Since 2000 my work has always been project based. By sheer fate – and maybe some careful planning – all of my projects wrapped up in December of 2019 and there was nothing urgent starting in 2020. So I decided to take a full three weeks off. On Friday, December 20th at 4pm I did a three-step dance: create an out-off-office message; close Outlook on my computer; go into my iPhone settings and slide the little button for my work email account to “off”.
Did I do a full digital detox for three weeks? No. I happily used my Gmail to make plans with friends. I gleefully participated in my WhatsApp college besties chat group, after all, we have a reunion to be excited about. I joyfully used an online software to aid me in phone-banking for a presidential candidate. Whenever I sat at my computer, that little Outlook icon was present at the bottom of the screen, and every day I was more relaxed about not opening it. And the work email detox did exactly what it was supposed to: it rejuvenated me, and it made me really look forward to going back to work.
At 9am on Monday, January 13th, it was time to reverse the three-step dance. I opened Outlook. I deactivated the out-of-office message. And I reached for my iPhone. And then I stopped.

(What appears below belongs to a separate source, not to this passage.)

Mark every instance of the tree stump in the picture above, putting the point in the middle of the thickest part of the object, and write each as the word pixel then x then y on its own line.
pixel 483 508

Being an advisor to START for the last 18 months has made me more conscious of my digital health and habits. So I asked myself, in a week where I am not traveling, and where there are no urgent deadlines, why does my iPhone need to have work email coming to it? Why was the default to have that little slider in the “on” position? Was it 20 years of sheer habit? Is my sense of self-importance so inflated that I think people need to hear back from me within minutes? Is it a control urge?
Not having work email on my iPhone for those three weeks was so good for my mental health – why not keeping going? So, here is my promise to myself in 2020: the default position of that little slider on my iPhone for work email will be “off”. Yes, there will be exceptions (when I am travelling, when I have a client who’s freaking out about an upcoming board meeting, when there’s a tight deadline)… but those will be exceptions. The default will be “off”.
If your default is “on” – I get it. Mine has been that way for 20 years. Including on most vacations. Even on my honeymoon. It is hard to shake a 20-year habit. But maybe try? Start with a weekend. Then another weekend. Then a whole week. It is addictive. In a good way.